Partage de l’eau : l’union fait la force
Une quinzaine de jours après le lancement du Varenne agricole de l’eau par le gouvernement, c’était au tour des chambres d’agriculture d’organiser une conférence-débat autour des usages et partages de l’eau. Une thématique complexe qui, face au changement climatique, ne peut plus être reléguée au second plan.
À l’instar de la réunion de lancement du Varenne agricole de l’eau, les chambres d’agriculture ont tenu à mettre autour de la table différents acteurs pour parler de l’épineux sujet de l’utilisation et du partage de l’eau. Agriculteurs, scientifique, ONG, EPTB (établissement public territorial de basin), association de consommateurs… autant d’intervenants qui, aux premiers abords, ne sont pas forcément faits pour s’entendre.
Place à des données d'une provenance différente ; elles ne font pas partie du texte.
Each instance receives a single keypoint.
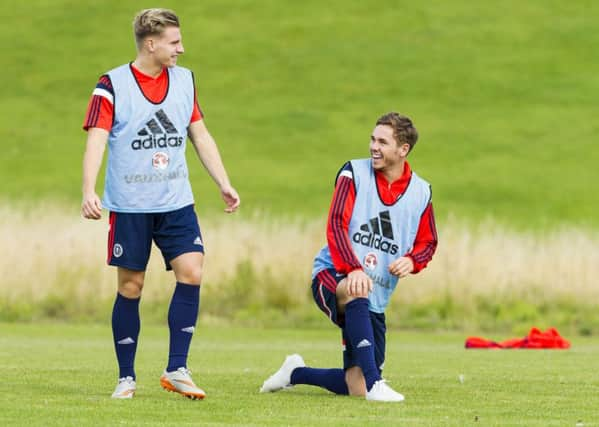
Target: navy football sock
(358, 329)
(331, 379)
(125, 330)
(182, 317)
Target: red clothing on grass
(100, 110)
(534, 340)
(340, 214)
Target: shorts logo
(117, 250)
(370, 261)
(160, 160)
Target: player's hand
(358, 284)
(231, 198)
(401, 267)
(91, 206)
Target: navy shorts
(323, 291)
(130, 237)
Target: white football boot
(282, 378)
(381, 392)
(180, 382)
(125, 389)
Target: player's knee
(192, 275)
(131, 288)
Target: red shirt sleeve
(100, 110)
(426, 239)
(197, 113)
(340, 214)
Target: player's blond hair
(152, 22)
(404, 131)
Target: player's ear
(404, 149)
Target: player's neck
(147, 66)
(395, 172)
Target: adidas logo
(375, 230)
(363, 343)
(158, 133)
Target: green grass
(56, 374)
(502, 93)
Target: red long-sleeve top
(100, 110)
(342, 206)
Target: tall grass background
(257, 272)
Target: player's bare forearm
(208, 153)
(91, 206)
(401, 267)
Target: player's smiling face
(168, 46)
(385, 152)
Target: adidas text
(376, 242)
(152, 142)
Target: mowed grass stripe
(55, 374)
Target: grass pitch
(56, 374)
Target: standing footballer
(380, 229)
(145, 110)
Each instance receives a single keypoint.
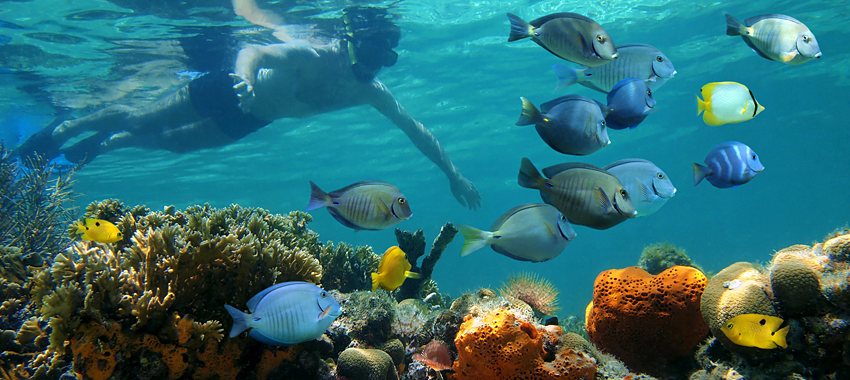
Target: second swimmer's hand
(244, 91)
(466, 193)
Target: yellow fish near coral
(726, 103)
(756, 330)
(392, 270)
(98, 230)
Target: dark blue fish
(629, 102)
(729, 164)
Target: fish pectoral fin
(410, 274)
(602, 199)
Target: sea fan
(532, 289)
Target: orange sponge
(500, 347)
(648, 322)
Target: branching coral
(532, 289)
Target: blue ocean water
(459, 76)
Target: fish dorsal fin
(252, 303)
(555, 169)
(602, 199)
(545, 107)
(507, 215)
(540, 21)
(338, 192)
(752, 20)
(625, 161)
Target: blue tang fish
(530, 232)
(636, 61)
(729, 164)
(287, 313)
(629, 102)
(570, 124)
(647, 184)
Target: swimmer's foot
(39, 144)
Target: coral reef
(534, 290)
(413, 244)
(658, 257)
(499, 346)
(632, 310)
(808, 287)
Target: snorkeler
(296, 79)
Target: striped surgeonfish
(286, 314)
(635, 61)
(365, 205)
(570, 36)
(776, 37)
(729, 164)
(588, 195)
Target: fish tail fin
(519, 28)
(410, 274)
(376, 280)
(733, 26)
(530, 114)
(567, 76)
(529, 177)
(318, 198)
(779, 337)
(473, 239)
(700, 172)
(240, 322)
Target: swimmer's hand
(466, 193)
(244, 91)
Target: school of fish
(573, 193)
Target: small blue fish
(286, 314)
(570, 124)
(647, 184)
(729, 164)
(629, 102)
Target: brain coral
(501, 347)
(740, 288)
(632, 310)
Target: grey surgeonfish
(588, 195)
(646, 183)
(776, 37)
(635, 61)
(286, 314)
(365, 205)
(531, 232)
(570, 36)
(570, 124)
(629, 102)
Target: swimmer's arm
(383, 100)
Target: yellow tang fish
(99, 230)
(392, 270)
(756, 330)
(726, 103)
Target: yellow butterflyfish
(98, 230)
(392, 270)
(756, 330)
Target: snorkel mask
(370, 37)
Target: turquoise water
(458, 76)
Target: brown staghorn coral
(161, 290)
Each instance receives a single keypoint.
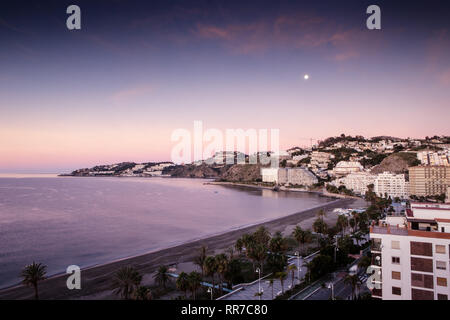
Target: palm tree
(239, 245)
(222, 267)
(32, 274)
(271, 285)
(262, 236)
(355, 283)
(320, 227)
(194, 281)
(302, 236)
(292, 268)
(342, 223)
(162, 276)
(259, 253)
(211, 268)
(308, 266)
(143, 293)
(125, 281)
(321, 214)
(200, 259)
(281, 276)
(183, 282)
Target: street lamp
(259, 281)
(210, 291)
(297, 254)
(331, 286)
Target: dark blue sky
(137, 70)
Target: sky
(138, 70)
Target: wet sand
(96, 281)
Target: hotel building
(429, 180)
(391, 184)
(411, 254)
(289, 176)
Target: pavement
(247, 292)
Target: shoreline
(97, 278)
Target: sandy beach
(96, 281)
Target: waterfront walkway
(249, 291)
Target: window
(417, 294)
(422, 280)
(397, 291)
(441, 281)
(395, 244)
(421, 264)
(421, 248)
(441, 265)
(440, 248)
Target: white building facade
(413, 254)
(391, 184)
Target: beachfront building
(429, 180)
(320, 159)
(288, 176)
(434, 158)
(447, 198)
(411, 254)
(357, 182)
(391, 185)
(300, 177)
(346, 167)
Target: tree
(182, 282)
(211, 268)
(364, 263)
(291, 269)
(320, 227)
(32, 274)
(278, 243)
(162, 276)
(239, 245)
(355, 283)
(281, 276)
(302, 237)
(125, 281)
(271, 285)
(342, 223)
(258, 253)
(308, 266)
(321, 265)
(222, 266)
(262, 236)
(143, 293)
(321, 214)
(200, 259)
(194, 280)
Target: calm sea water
(87, 221)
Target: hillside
(242, 173)
(396, 163)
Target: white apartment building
(357, 182)
(413, 254)
(391, 184)
(434, 158)
(320, 159)
(346, 167)
(288, 176)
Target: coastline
(97, 279)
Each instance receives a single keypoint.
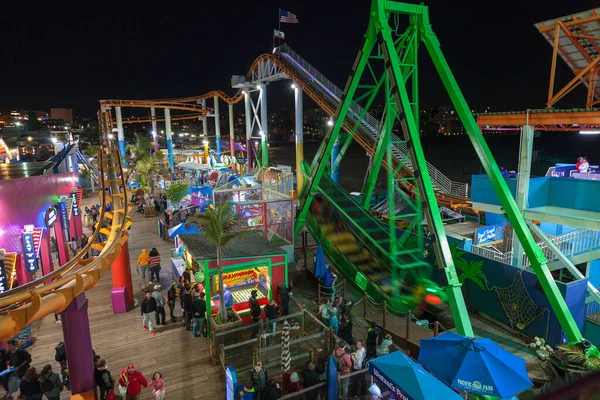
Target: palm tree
(145, 165)
(221, 227)
(468, 271)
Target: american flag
(287, 17)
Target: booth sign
(50, 217)
(31, 263)
(64, 217)
(489, 235)
(231, 383)
(395, 390)
(75, 204)
(3, 279)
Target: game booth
(249, 264)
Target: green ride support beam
(536, 257)
(334, 134)
(424, 183)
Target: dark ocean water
(456, 158)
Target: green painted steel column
(334, 134)
(434, 220)
(536, 257)
(526, 150)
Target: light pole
(264, 149)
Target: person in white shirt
(359, 388)
(73, 246)
(584, 167)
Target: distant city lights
(589, 132)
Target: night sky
(72, 53)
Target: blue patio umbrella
(183, 229)
(405, 378)
(474, 365)
(206, 190)
(320, 263)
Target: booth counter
(250, 264)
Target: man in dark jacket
(148, 310)
(199, 315)
(187, 307)
(171, 299)
(18, 358)
(259, 378)
(372, 334)
(310, 378)
(272, 312)
(255, 309)
(284, 294)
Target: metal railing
(569, 244)
(374, 127)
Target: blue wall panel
(592, 333)
(580, 194)
(594, 276)
(502, 276)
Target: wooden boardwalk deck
(120, 339)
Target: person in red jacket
(132, 380)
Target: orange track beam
(550, 118)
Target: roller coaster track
(53, 292)
(362, 137)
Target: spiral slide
(54, 292)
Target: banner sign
(489, 235)
(75, 204)
(64, 217)
(230, 383)
(3, 278)
(30, 256)
(50, 217)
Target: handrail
(569, 244)
(36, 302)
(373, 125)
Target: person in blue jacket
(227, 296)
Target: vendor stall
(247, 265)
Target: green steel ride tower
(386, 67)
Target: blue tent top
(181, 229)
(404, 377)
(205, 190)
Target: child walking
(158, 384)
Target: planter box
(149, 211)
(218, 328)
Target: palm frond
(221, 225)
(592, 364)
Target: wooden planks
(120, 339)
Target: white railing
(569, 244)
(374, 127)
(491, 254)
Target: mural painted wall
(24, 201)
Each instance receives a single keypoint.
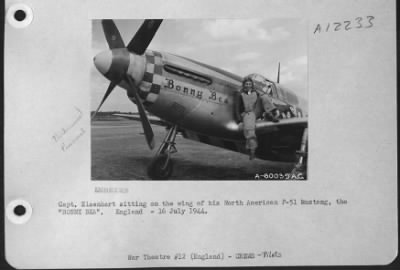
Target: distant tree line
(110, 113)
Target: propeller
(108, 92)
(279, 72)
(112, 34)
(118, 65)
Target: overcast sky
(239, 46)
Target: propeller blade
(108, 92)
(112, 34)
(143, 36)
(279, 72)
(148, 131)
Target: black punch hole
(19, 210)
(20, 15)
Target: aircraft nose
(102, 61)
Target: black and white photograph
(212, 99)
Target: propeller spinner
(114, 64)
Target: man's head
(248, 84)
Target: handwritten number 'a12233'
(357, 23)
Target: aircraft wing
(263, 126)
(152, 119)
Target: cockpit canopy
(259, 78)
(261, 83)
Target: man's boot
(271, 117)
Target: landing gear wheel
(160, 168)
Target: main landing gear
(301, 165)
(162, 166)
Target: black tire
(155, 171)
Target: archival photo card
(199, 122)
(200, 133)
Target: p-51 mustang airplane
(198, 100)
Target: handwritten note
(356, 23)
(68, 135)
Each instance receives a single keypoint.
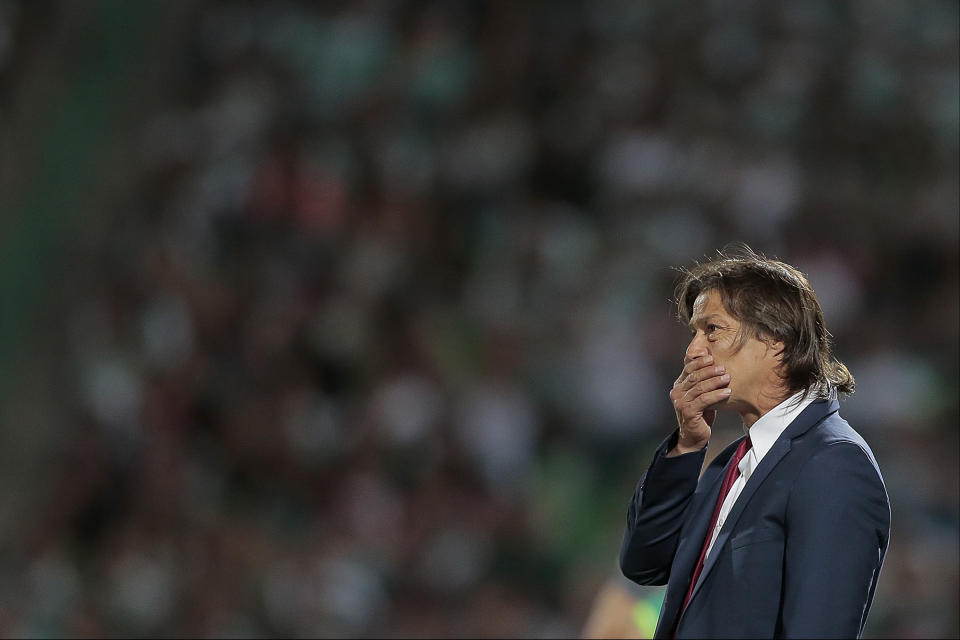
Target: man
(785, 533)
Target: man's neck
(763, 403)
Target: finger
(700, 375)
(697, 363)
(706, 385)
(706, 400)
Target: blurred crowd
(381, 341)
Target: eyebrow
(695, 321)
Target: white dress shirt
(763, 434)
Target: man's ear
(777, 346)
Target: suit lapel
(810, 416)
(691, 542)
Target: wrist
(685, 446)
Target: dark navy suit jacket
(798, 556)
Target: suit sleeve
(838, 524)
(656, 514)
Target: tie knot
(742, 449)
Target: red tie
(733, 472)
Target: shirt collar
(768, 428)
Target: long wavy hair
(772, 300)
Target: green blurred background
(353, 319)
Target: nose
(696, 348)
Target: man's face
(751, 363)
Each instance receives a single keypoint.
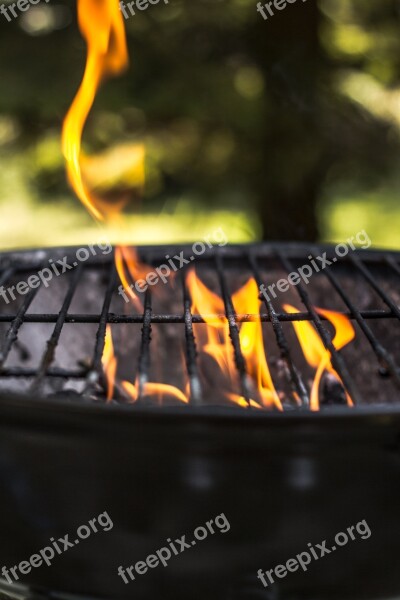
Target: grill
(376, 274)
(283, 479)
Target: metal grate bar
(52, 343)
(375, 285)
(230, 315)
(144, 355)
(191, 351)
(96, 371)
(386, 360)
(337, 361)
(179, 318)
(295, 377)
(12, 333)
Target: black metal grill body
(282, 480)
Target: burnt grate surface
(52, 338)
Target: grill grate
(254, 260)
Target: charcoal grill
(282, 479)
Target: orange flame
(314, 350)
(102, 26)
(109, 363)
(214, 337)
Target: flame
(102, 26)
(214, 337)
(109, 363)
(314, 350)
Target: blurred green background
(281, 129)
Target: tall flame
(109, 363)
(214, 337)
(102, 26)
(314, 350)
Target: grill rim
(10, 402)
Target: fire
(102, 26)
(314, 350)
(131, 390)
(109, 363)
(215, 341)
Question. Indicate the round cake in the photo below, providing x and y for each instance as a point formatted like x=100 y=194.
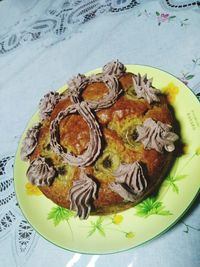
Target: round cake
x=104 y=144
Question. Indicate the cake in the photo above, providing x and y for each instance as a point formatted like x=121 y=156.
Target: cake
x=104 y=144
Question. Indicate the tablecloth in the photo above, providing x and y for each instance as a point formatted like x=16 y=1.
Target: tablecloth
x=42 y=45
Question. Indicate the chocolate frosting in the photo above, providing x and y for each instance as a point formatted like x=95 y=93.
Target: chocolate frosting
x=40 y=172
x=115 y=68
x=76 y=85
x=82 y=195
x=156 y=135
x=30 y=141
x=143 y=88
x=130 y=181
x=94 y=146
x=47 y=104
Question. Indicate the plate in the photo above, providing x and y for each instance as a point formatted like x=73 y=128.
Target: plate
x=133 y=227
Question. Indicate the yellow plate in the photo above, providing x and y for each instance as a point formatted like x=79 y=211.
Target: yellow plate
x=137 y=225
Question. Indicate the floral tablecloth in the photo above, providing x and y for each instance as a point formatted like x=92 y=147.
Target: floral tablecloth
x=44 y=43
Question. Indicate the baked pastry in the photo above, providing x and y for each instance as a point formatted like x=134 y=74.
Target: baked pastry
x=104 y=144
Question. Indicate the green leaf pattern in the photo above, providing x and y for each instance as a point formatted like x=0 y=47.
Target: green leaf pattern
x=151 y=206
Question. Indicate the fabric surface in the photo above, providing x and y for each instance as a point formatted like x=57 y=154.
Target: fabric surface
x=42 y=45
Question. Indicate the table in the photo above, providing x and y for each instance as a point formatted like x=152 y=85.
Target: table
x=44 y=43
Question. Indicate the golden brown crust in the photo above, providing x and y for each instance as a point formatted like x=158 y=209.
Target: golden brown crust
x=74 y=135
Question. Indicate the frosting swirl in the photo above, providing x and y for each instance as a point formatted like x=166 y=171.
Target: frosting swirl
x=156 y=135
x=30 y=141
x=143 y=88
x=130 y=180
x=82 y=195
x=94 y=146
x=40 y=172
x=47 y=104
x=77 y=84
x=115 y=68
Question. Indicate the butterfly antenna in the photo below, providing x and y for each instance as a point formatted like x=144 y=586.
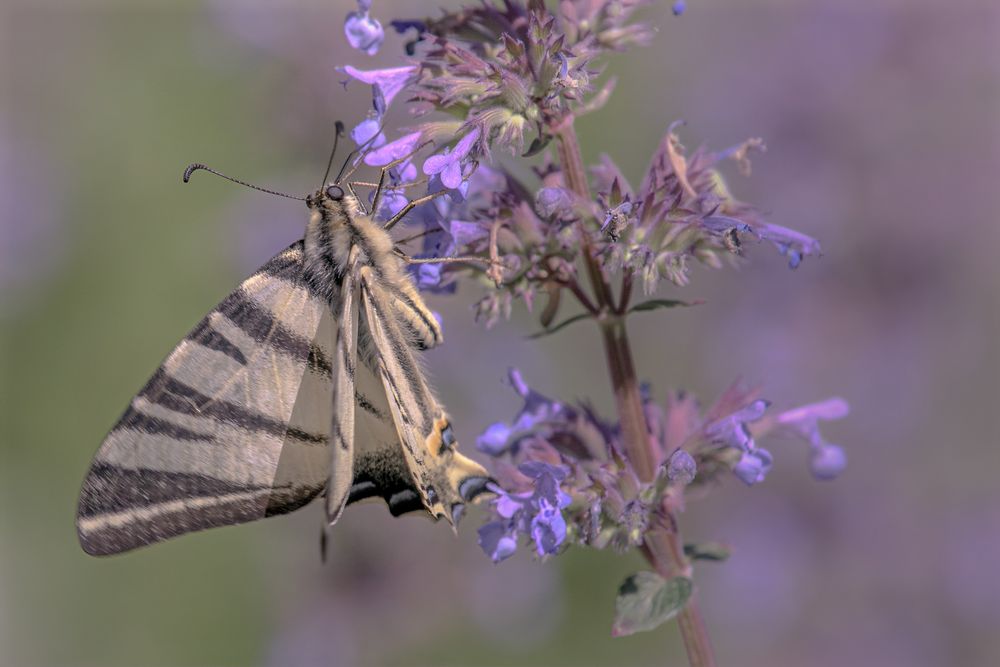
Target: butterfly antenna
x=329 y=163
x=197 y=165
Mais, ce qui est avant tout ressorti de cette conférence – comme de la réunion de lancement du Varenne – c’est l’importance de travailler conjointement. Le terme de « co-construction » est d’ailleurs revenu à plusieurs reprises lors du débat. « On n'a pas le choix que de se projeter dans un monde incertain » a remarqué avec lucidité Thierry Caquet, directeur scientifique Environnement à Inrae. S’il n’y a plus de doute sur le fait que le changement climatique est déjà bien à l’œuvre, difficile d’anticiper la rapidité et l’intensité de son évolution dans les prochaines années voire décennies. Pour Jean-Michel Soubeyroux, de Météo-France, la hausse de l’évapotranspiration ne sera quoi qu’il en soit pas compensée par les précipitations, ce qui se traduit déjà par un assèchement des sols. « Il y aura plus de précipitations l’hiver, moins l’été, ce qui n’est pas une bonne nouvelle pour l’agriculture » a-t-il prévenu.
Gérer les inondations
Tout un pan du débat a concerné la gestion des inondations. Christine Hermans-Chapus, agricultrice en Seine-et-Marne, a eu l’occasion de revenir sur l’inondation de son champ en 2018. Une « douche froide » qu’elle n’est pas prête d’oublier. Pour cause, l’agricultrice raconte avoir perdu 25 % de son chiffre d’affaires cette année-là. « Les habitants ne se rendent pas forcément compte du service qu’on leur rend » a-t-elle souligné, faisant allusion au sacrifice des agriculteurs situés le long des rivières, qui accueillent non seulement les crues, mais aussi les lâchers d’eau des lacs réservoirs quand ceux-ci atteignent leur capacité maximale.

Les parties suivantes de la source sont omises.